Using macros in guard clauses

Hey!
I have a function

@doc """
Check if given id has 64-bit size

Examples:
> MyModule.has_64_bit_size(132700114308300801)
true

> MyModule.has_64_bit_size(35)
false 
"""
def has_64_bit_size(id) do
  bit_size(:binary.encode_unsigned(id)) == 64    
end

I want to implement defmacro has_64_bit_size. What should it look like?

Something like this:

defmacro has_64_bit_size(id) do
  quote do
    bit_size(:binary.encode_unsigned(unquote(id))) == 64
  end    
end

I’m trying to thing of a use case where a macro would make more sense than just using the function you define but its not clear to me.
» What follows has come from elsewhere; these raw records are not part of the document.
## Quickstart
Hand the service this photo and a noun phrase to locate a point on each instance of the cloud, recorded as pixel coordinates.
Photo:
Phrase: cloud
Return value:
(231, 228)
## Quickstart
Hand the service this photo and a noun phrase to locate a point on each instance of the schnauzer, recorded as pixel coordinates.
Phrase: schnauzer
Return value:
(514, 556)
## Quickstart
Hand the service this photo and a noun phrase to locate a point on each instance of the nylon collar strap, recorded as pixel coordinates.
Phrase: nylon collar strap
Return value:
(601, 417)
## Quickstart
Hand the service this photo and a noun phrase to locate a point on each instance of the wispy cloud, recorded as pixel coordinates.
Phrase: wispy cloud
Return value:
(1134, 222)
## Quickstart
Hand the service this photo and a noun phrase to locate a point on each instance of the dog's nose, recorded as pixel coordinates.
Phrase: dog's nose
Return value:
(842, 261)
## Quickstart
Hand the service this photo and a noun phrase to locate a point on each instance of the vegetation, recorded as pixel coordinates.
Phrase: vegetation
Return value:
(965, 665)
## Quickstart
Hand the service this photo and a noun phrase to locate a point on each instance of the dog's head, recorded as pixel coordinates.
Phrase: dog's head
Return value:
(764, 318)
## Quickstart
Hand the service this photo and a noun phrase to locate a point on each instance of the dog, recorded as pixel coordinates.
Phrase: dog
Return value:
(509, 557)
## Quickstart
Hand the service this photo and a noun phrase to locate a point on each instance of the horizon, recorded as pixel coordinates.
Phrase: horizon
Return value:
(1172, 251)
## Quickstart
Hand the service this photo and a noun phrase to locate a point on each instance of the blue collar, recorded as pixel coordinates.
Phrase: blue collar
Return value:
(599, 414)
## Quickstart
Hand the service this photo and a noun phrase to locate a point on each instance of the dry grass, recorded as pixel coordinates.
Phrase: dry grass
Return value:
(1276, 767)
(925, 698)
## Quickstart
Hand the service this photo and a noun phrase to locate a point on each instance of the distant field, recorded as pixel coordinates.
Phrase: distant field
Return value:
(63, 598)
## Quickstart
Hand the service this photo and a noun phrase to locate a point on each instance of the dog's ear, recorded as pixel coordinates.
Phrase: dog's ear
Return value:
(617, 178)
Generally speaking, the first rule of macros in Elixir is don’t use macros. But of course when you need one, you need one!

Yes, this works well. Thanks.
But i forgot to say i want to use this macro in guard clause:

case decode_token(token) do
  {:ok, [id]} when is_integer(id) and has_64_bit_size(id) -> {:ok, id}
  _ -> {:error, :invalid_token}
end  

And it raises in compile time

cannot invoke remote function :binary.encode_unsigned/1 inside guards

So, as I understand it, the problem is that macros used in guard clauses should not have remote functions :thinking:

  1. https://keathley.io/blog/elixir-guard-clauses.html
  2. https://stackoverflow.com/questions/11177109/can-i-make-my-own-guards-in-erlang
1 Like

Guards can only be composed of guard-safe functions and also with elixir >= 1.6 you want to use defguard instead of a macro to compose those. :binary.encode_unsigned/1 is not guard-safe though, so you cannot do what you want to do in a guard.

2 Likes

Since all you’re after is whether an int requires 64 bits, I think all you need is int > 9223372036854775807 since thats the maximum number that fits in 63 bits (if I’ve calculated correctly).

You do not need such magic value:

defguard at_most_64(num) when :erlang.band(num, :erlang.bsl(0xff, 56)) != 0 and num < :erlang.bsl(1, 64)
6 Likes

Oh yes, much better solution! Didn’t realise that bsl and friends were guard safe.